Your IT Career in Open Source

"Open source is where it’s at"  Scott Merrill, Techcrunch

"Big business is calling – and they want to talk about Linux....Linux is evolving now that the cloud is here and much of it is built on open source. Big business gets that and they want to get on the train."   Alex Williams, Tech Crunch

The LinuxCon North America event at the end of August had a number of people at LPI and in the media "buzzing" with enthusiasm (a nice summary of media coverage can be found here)

At LPI this had some colleagues revisiting some seminal reports from the Linux Foundation earlier this year: "Linux Adoption Trends 2012: A Survey of Enterprise End Users" and "2012 Linux Jobs Report".

Both of these studies were basically "good news" for advocates of Linux and Open Source Software--particularly in terms of career and job prospects.  However, around the same time period there was a number of other studies published that were "good news" overall for those in the IT field -- particularly for those who recognize the value of certification.

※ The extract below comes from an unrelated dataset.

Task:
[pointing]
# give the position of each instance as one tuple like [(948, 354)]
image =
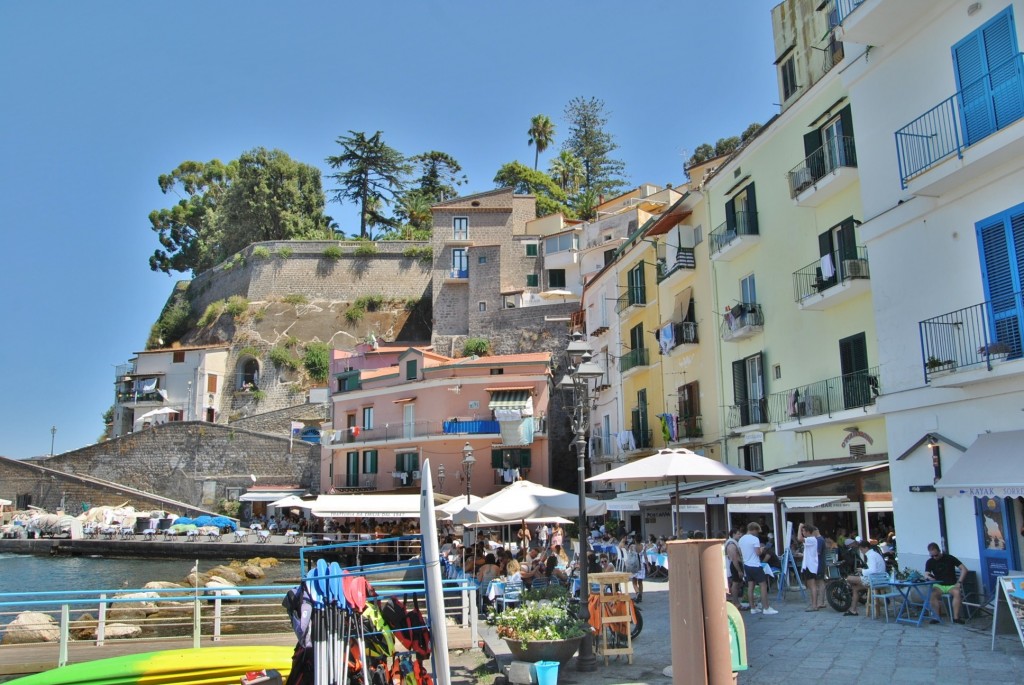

LPI had blog posts on two of these studies: "Global Knowledge: 2012 IT Skills and Salary Report" and the "2012 Future of Open Source Survey".

However, equally relevant for those pursuing IT careers was a global survey published by the Manpower Group: "2012 Talent Shortage Survey" .

The "2012 Talent Shortage Survey" echoes much of the Manpower Group's "megatrends" identified in their 2010 "Winning in the World of Work" . In summary these global "megatrends" include increasing skills shortages in key sectors (e.g. IT), the need for lifelong learning and individual responsibility for career development, challenges for management around workforce development and talent retention, and greater demand from customers for transparency, trusted information sources, and demonstrated skills credentials (i.e. certification).

The 2012 Talent Shortage Survey certainly lives up to its name in that over a third of employers surveyed around the world could not find the talent they needed and recognized that competition would increase for "proven, talented employees with skills employers need".  The study recommended that individuals invest in their own career development but also cautioned that employers who did not invest in their employees' talent development were shortsighted and would soon lose competitive advantage to employers who did make such workforce investments.

As an example the survey noted that in 2011 only 24% of employers named the "lack of available applicants/no applicants” as the most common reason for difficulty filling jobs. A year later that jumped to 33%.  Similarly, in 2011 22% of survey respondents stated that the difficulty filling jobs was due to “lack of technical competencies/hard skills”—in particular the lack of industry-specific qualifications in both professional and skilled trades categories. This finding rose to 33% in 2012.

Most notable was that in the last year IT staff roles are becoming an increasing challenge to fill.  This type of employee now ranks fifth in terms of employer challenges in finding the right skill sets, up from eighth in 2011.  In particular, the study noted the growing challenge to find employees for Cloud computing sector.

The study had some interesting regional insights.  For example, an overall lack of IT talent within the Americas region was highest in the U.S. (55%), while such nations as New Zealand (50%) and Taiwan (46%) had a similar challenge in APAC, and Austria (67%) and Switzerland (62%) in EMEA.

This skills shortage in IT was reported as having a high impact on businesses in these regions.  Again, this just wasn't an issue of overall availability but also represented the challenge to find qualified employees with professional certifications and accreditation.

As a result of these skills shortages, employers are providing further training to existing team members, recruiting offshore, and increasing salaries and benefits for new "hires".  However, those that are experiencing the greatest challenges in securing talent are investing more in developing talent in-house through training and employee retention programs rather than focusing on external recruitment.

The survey is worth reviewing for those interested in IT skills shortages on a regional and even national basis.  More importantly, it clearly indicates that IT professionals who have the "right" certification will be in much demand in the future.  

Given the growth of Linux and Open Source, this study confirms that your LPI certification will be a "must-have" towards a promising and rewarding future IT career.